Critical points of multi-variable function.

determinanthessian-matrixmultivariable-calculusstationary point

I have the expression:

$(x^3-y^2 )(x-1)$

and have to find the critical points and their nature. The points found are:

$(1,1) = $ saddle point

$(1,-1) = $ saddle point

$(\frac 3 4 ,0) = $ global minimum

$(0,0) = $ inconclusive, however, when I take $0.1$ and $-0.1$ as $2$ points slightly higher or lower to find the nature of the point, I get a value positive or negative value for both the $fxx$ and the Hessian Determinant i.e. $D < 0$ at $0.1$ and $D > 0$ at $-0.1$.

I understand, for a single variable function, that two different signs for values higher or lower than the points, would mean the point $(0,0)$ is an inflection point. But since it is a multi-variable function, how can I determine the nature of $(0,0)$ since the Hessian Determinant must be $< 0 $ for the points to be saddle points?

Best Answer

Note that the section of the surface over the line $y = ax$ is $$z = (x^3 - a^2x^2)(x-1) = x^2(x - a^2)(x - 1)$$ Near $(0,0)$ this is approximately $z = a^2x^2$. If $a$ is any non-zero value, this is a parabola, opening upward, with $x = 0$ as the apex. I.e., if you leave $(x,y) = (0,0)$ in any direction other than along the lines $x = 0$ or $y = 0, z$ is going to increase. Setting $x = 0$ also gives you the parabola $z = y^2$, so the same is true for travel along the $y$-axis.

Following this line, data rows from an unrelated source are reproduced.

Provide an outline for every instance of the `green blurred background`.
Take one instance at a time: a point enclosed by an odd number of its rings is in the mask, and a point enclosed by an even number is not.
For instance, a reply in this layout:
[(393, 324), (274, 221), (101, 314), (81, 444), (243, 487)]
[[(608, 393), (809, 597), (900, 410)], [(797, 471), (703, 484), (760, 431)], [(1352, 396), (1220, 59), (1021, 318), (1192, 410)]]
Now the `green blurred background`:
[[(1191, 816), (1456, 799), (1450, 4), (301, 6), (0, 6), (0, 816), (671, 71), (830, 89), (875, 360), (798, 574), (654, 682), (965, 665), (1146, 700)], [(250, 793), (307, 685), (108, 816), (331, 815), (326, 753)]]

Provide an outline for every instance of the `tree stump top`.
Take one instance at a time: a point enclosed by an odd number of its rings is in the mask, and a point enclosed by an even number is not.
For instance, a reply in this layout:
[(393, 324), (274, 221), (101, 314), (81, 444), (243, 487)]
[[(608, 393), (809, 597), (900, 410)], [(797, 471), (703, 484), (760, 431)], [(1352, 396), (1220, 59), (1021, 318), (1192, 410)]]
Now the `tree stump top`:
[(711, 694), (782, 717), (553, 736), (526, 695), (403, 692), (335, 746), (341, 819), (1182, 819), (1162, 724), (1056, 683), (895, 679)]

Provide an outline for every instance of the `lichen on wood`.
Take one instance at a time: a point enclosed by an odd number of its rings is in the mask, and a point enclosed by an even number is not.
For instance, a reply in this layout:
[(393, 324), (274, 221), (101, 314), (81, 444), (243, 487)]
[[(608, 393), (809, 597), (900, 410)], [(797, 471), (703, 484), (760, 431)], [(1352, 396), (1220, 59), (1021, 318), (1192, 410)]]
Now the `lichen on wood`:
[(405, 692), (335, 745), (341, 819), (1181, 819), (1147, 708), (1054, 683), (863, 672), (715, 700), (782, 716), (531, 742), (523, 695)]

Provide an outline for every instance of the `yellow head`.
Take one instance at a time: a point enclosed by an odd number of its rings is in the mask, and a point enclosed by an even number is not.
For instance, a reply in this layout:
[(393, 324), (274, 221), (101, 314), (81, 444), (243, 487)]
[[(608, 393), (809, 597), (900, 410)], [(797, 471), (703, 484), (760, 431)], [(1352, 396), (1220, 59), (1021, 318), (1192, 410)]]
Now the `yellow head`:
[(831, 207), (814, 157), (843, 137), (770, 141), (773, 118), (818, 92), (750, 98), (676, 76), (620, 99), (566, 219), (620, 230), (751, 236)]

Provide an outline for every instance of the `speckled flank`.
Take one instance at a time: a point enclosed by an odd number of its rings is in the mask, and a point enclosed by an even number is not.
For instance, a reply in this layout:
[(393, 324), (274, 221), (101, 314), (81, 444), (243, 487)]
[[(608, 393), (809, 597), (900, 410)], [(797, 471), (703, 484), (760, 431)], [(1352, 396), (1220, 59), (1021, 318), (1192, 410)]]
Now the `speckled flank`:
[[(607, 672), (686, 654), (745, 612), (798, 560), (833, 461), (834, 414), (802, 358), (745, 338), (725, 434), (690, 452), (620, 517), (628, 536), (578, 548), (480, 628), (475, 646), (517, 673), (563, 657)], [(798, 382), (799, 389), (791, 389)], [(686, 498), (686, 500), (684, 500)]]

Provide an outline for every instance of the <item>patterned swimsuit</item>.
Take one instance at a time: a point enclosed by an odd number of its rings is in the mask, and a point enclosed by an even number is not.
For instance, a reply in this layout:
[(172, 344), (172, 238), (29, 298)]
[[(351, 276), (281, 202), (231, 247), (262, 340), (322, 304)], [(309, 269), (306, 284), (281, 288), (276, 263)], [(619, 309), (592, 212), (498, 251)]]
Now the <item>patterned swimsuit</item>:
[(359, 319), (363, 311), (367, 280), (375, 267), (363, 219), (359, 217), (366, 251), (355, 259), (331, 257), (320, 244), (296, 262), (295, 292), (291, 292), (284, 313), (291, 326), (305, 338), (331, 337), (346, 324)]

But when $y = 0$, the section becomes $z = x^3(x - 1)$, which near $x = 0$ looks like $z=-x^3$, increasing in the negative $x$-direction, but decreasing in the positive $x$-direction.

Hence $(0,0)$ is a saddle point, since it decreases in one direction and increases in others, though it does not have the classic saddle shape.